Before: GADOLA, P.J., and FORT HOOD and RIORDAN, JJ.

PER CURIAM.

Plaintiff Steve Shaya appeals as of right the trial court’s order granting defendant city of Hamtramck’s motion for summary disposition under MCR 2.116(C)(7). The trial court determined that plaintiff’s claims for employment discrimination under the Civil Rights Act (CRA), MCL 37.2101 et seq., and retaliatory discharge under the Whistleblowers’ Protection Act (WPA), MCL 15.361 et seq., were subject to an arbitration provision in the parties’ employment agreement. Accordingly, the court referred the claims to binding arbitration and dismissed plaintiff’s complaint. We reverse.

I. FACTS AND PROCEEDINGS

Defendant employed plaintiff as its Director of Public Services, effective February 29, 2012, pursuant to a written employment agreement. Section 22 of the agreement, entitled “BINDING ARBITRATION,” states:

Any controversy or claim arising out of or relating in any way to this agreement shall be settled exclusively by arbitration administered by the American Arbitration Association under its then-current National Rules for the Resolution of Employment Disputes, and judgment upon the award rendered by the arbitrators may be entered in any court having jurisdiction thereof. This agreement to be submitted to binding arbitration specifically includes, but is not limited to, all claims that this agreement has been interpreted or enforced in a discriminatory manner. Arbitration shall take place at the American Arbitration Association office located in Southfield, Michigan. The parties will share equally all administrative charges and arbitrators fees; provided, however, that upon the conclusion of the arbitration, the arbitrator shall direct the losing party to

-1- reimburse the prevailing party for the prevailing party’s actual and reasonable expenses and attorney fees incurred in the arbitration.
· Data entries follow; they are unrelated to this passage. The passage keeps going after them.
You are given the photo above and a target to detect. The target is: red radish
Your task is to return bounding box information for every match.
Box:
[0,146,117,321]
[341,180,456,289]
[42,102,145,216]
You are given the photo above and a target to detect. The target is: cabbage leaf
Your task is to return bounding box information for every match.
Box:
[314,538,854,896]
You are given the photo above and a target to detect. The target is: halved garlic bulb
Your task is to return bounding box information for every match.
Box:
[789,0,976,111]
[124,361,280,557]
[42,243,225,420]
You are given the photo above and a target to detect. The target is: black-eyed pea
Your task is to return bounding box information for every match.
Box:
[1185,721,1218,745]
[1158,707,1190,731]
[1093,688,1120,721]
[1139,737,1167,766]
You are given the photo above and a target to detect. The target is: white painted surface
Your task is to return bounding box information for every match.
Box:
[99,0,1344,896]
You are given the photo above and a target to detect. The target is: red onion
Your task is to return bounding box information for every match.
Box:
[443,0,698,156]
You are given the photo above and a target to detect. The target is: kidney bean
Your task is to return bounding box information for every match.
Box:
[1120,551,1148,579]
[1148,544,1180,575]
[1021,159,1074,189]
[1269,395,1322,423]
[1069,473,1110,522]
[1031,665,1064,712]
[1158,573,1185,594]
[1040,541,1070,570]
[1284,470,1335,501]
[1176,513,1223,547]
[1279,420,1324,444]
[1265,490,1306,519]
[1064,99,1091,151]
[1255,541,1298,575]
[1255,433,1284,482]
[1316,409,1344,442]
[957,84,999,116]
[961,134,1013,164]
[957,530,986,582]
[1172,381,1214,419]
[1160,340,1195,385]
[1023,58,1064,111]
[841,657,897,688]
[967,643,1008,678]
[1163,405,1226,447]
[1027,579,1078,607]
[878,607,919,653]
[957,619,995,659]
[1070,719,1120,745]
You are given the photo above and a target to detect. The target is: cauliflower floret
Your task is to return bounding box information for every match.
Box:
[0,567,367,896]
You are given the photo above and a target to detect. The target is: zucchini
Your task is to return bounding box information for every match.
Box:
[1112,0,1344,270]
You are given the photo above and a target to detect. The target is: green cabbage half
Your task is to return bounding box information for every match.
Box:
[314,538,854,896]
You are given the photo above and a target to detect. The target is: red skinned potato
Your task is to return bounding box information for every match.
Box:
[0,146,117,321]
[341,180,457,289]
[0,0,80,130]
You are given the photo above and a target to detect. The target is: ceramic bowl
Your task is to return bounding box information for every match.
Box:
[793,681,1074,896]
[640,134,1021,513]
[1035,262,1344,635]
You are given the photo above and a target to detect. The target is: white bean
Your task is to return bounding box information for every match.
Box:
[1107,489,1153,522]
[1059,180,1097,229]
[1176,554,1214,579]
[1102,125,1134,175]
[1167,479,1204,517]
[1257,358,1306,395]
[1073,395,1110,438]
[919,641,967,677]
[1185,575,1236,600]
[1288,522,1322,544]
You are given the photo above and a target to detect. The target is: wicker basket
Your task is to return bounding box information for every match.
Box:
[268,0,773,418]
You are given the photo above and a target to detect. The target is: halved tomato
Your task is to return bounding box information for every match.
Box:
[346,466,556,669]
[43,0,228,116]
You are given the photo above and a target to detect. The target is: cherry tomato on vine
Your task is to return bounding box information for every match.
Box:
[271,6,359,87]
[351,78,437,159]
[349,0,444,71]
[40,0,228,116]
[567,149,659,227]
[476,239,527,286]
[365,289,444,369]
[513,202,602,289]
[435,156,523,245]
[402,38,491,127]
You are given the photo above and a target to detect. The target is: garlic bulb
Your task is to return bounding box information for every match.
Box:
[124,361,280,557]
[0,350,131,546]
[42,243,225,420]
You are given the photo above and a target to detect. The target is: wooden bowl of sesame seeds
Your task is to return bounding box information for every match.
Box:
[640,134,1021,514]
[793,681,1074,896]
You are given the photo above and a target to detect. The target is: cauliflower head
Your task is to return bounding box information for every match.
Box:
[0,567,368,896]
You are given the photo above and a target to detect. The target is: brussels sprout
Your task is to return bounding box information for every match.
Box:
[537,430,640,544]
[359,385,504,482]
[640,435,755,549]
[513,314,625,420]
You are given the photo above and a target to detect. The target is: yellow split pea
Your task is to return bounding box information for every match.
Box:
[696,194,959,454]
In 2014, defendant investigated allegations of malfeasance by plaintiff in the performance of his duties. Plaintiff contends that defendant accused him of failing to file city income tax returns or filing late returns, failing to pay taxes owed to the city, wrongdoing in approving contractors’ invoices for services not performed, and failing to disclose his family relationship to a contractor.1 In correspondence dated September 18, 2014, defendant notified plaintiff that his employment was terminated.

Plaintiff thereafter filed this action alleging claims for ethnicity discrimination in violation of the CRA and unlawful retaliation under the WPA. Plaintiff also alleged a claim for constitutional violations, claiming that defendant abridged his rights under the state constitution by failing to give him adequate notice of charges, invading his privacy by acquiring confidential city income taxpayer data, denying him equal protection, and denying his rights of free speech and to petition the government.

Defendant moved for summary disposition on the ground that plaintiff’s claims were subject to binding arbitration in accordance with § 22 of the employment agreement. The trial court found that plaintiff’s statutory claims were included within the scope of § 22 of the employment agreement, and also determined that arbitration was an administrative remedy that plaintiff was required to exhaust before seeking relief in the courts. Accordingly, the trial court granted defendant summary disposition pursuant to MCR 2.116(C)(7), and dismissed plaintiff’s complaint without prejudice in favor of arbitration.

II. ARBITRATION OF STATUTORY CLAIMS

Summary disposition may be granted under MCR 2.116(C)(7) if the claim is barred by the parties’ agreement to arbitrate. Beck v Park West Galleries, Inc, 499 Mich 40, 45; 878 NW2d 804 (2016). Whether a controversy is subject to arbitration, and whether a trial court properly granted summary disposition under MCR 2.116(C)(7), are questions this Court reviews de novo. Beck, 499 Mich at 45. To the extent that resolution of this issue requires interpretation of the parties’ employment contract, questions of contract interpretation are also reviewed de novo. White v Taylor Distrib Co, Inc, 289 Mich App 731, 734; 798 NW2d 354 (2010).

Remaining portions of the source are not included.